Elton John once famously sang about a "circle of life" in a Disney movie about lions. To protect the innocent children that watch Disney movies from the ugly realities of their world, Elton forgot to mention the "circle of death." This is known in modern society as traffic circle.
Yesterday afternoon, I set out onto the endearingly familiar I-90 thruway on a mission. I was going to head straight into the depths of it, where angry drivers go 30 miles an hour over the speed limit and use their middle fingers as turn signals, on a summer Saturday afternoon. And I was going to make sure that I came out of it in, at most, three pieces. (You can't get too optimistic around western New York. Being in one piece with the way people drive around here is a luxury.)

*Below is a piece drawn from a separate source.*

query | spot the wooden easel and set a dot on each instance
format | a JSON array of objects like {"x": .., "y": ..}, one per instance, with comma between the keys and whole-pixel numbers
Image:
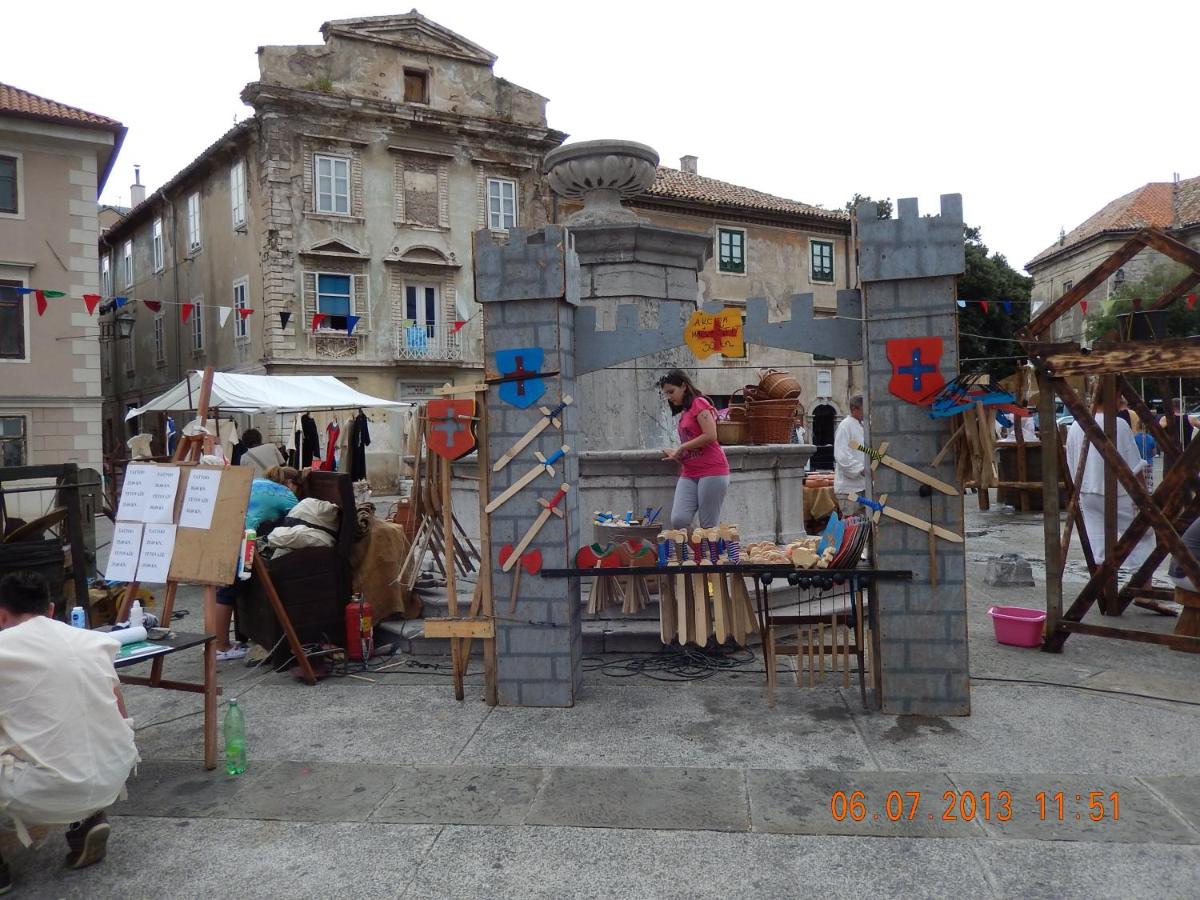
[{"x": 189, "y": 451}]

When I drive in places that are difficult to drive in, I start naturally leaving some of my driving up to instinct. This is exactly the opposite of what driving instructors told me to do in driver's education, but it just happens. When my instinct starts to exert some influence over the steering wheel and the gas pedal, I no longer drive like a timid and feeble 17 year old -- I begin driving like I'm Sebulba in Star Wars Episode I Racer. For those of you who lived less fortunate lives and did not get the blessing of having this unbelievably addictive game as a child, here is a picture:
(If you are also wondering if I look that sexy while I drive, I unfortunately don't think I measure up. That's the kind of good looks that you have to be born with.)
In other words, that means that I drive like my car is a giant podracer with turbo jets and my main objective is to either make you get out of my way or make you explode.
While I was in this state of elevated testosterone and adrenaline, I tried to keep enough of my wits about me to find my thruway exit in a timely enough manner to make it without cutting off everyone on the road simultaneously. The exit I sought was #50, so, naturally, when I came to its antecedent -- #51 -- my tension level rose.
Then I came to exit 50A. Only it didn't look like 50A out of the corner of my eye. It looked like 50. It didn't help that I had a bigass truck with a full size trailer following it. People should not do that. Bringing a full size trailer on the expressway is like trailing an elephant behind you on a bicycle path. You get in everyone's way and it makes no one like you.
Panicking and strongly disliking the guy driving the truck with the trailer, I whipped over into what I thought was my exit and found out just seconds too late that it, very tragically, was not. I was lost somewhere in suburbia between Amherst and Buffalo. I wasn't ready to panic yet, though; I pulled into a gas station parking lot and pulled out my trusty phone with GPS and navigated to my sister's apartment. It showed me a pretty short route. That doesn't look too difficult, I thought. I was, in hindsight, blissfully unaware of the demons I was about to encounter.
It didn't take me long to end up at something that looked remotely like this:

When you are from a city or a suburb, this looks entirely normal to you. In fact, this is probably how you are used to getting around. When you come from a village with one stoplight, though, this looks a lot more like weird concrete crop circles and thus is likely a symbol of the apocalypse.
The sign, which I remember a bit like this, didn't do much to quell my fear and uncertainty.

My phone GPS was my only defense in this strange circular world. Without it, I might have ended up in Fairytopia.
Traffic circles, I soon discovered, are kind of like revolving doors. Only these revolving doors can kill you and have like 5 possible exits. "Missing your exit" on a revolving door is a little embarrassing, but some may find it cute and it is largely harmless unless you manage, somehow, to crush yourself, which is unlikely and would probably require you to be drunk. Missing your exit on a traffic circle is not cute. It's horrifying.
Did I make it out alive? I'd love to leave you in suspense, but considering that I'm writing this, I don't think you're stupid enough to fall for that. Was it beyond terrifying? Yes.
Moral of the story? No one should drive on the expressway with a full size trailer behind their truck. It is an act of cruelty that results in unfair tribulations like this.